With the GAC, making demands on ICANN is de rigueur, asking a fellow government to lift even a little finger to help the Internet, or prevent abuses, is beyond the pale. An insult to their sovereignty, it seems. Notice that the famous GAC principles, in all their permutations, never once require the slightest good behavior on the part of governments. They are not even required to engage a ccTLD operator in dialog -- they simply have the right to do so. When it comes to state actors, the GAC will always be very good at enumerating rights, and absolutely silent when it comes to discussing responsibilities. One state simply cannot bind another state to any action whatsoever.
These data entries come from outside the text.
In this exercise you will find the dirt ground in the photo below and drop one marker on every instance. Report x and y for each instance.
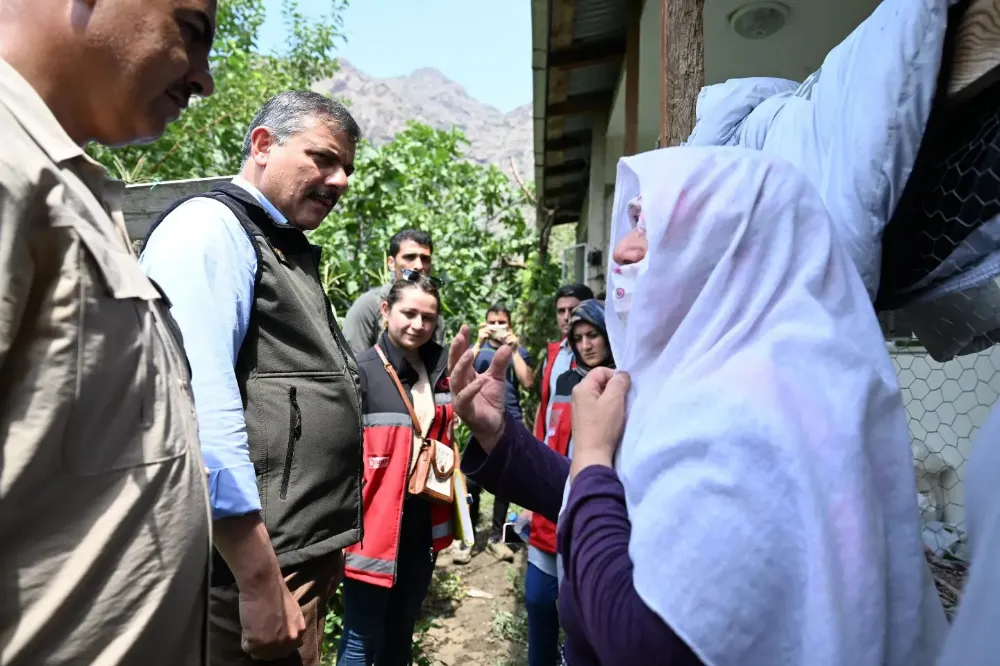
(474, 614)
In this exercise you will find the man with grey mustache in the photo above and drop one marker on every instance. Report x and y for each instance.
(275, 384)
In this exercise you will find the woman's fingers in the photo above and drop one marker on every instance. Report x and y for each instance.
(617, 386)
(457, 352)
(598, 378)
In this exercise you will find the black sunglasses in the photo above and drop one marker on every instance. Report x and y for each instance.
(411, 275)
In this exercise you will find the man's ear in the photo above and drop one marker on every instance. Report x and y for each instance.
(261, 143)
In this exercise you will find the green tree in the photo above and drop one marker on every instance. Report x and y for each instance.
(207, 140)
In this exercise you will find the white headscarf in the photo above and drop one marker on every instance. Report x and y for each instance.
(766, 459)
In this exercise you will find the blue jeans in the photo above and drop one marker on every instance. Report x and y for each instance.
(379, 621)
(540, 594)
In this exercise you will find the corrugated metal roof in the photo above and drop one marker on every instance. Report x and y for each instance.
(594, 20)
(601, 76)
(601, 23)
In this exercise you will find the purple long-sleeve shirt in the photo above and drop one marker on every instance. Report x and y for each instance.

I suppose this arrangement is useful for preventing wars, but it is frustrating when dealing with Internet issues. Antony On Aug 2, 2010, at 10:39 AM, Elisabeth Porteneuve wrote:
----- Original Message ----- From: "Roberto Gaetano" <roberto@icann.org> Sent: Monday, August 02, 2010 1:43 PM
...
However, as I have tried to explain to the GAC in many occasions when I was on the Board, we need to have a mechanism by which the global community is not impacted by a possible misbehaviour of a ccTLD. The example I often make is the wildcard, that was stopped in .com because Verisign had a contract with ICANN, and that was not stopped in .cm, because this was not the case. The wildcard is just one example. We should not forget that potentially more problems will come with IDNs, and to have "global" IDN-TLDs run under a different regime and set of rules then the "simil-cc" (fast track or not) IDN-TLDs is a serious risk. IMHO, ALAC should demand that user protection is guaranteed against misbehaviour by operators not under contract with ICANN. Cheers, Roberto
That is extremelly important..
While I like very much the general idea "ALAC should demand that user protection is guaranteed against misbehaviour by operators not under contract with ICANN", I do not see how practicaly this could be achieved with less than an international treaty, and a general strong support from everywhere. Why do we have so many difficulties to preserve whatever remains from the network neutrality? Because good and bad boys might want use similar techniques? Why GAC people did not listen neither do anything?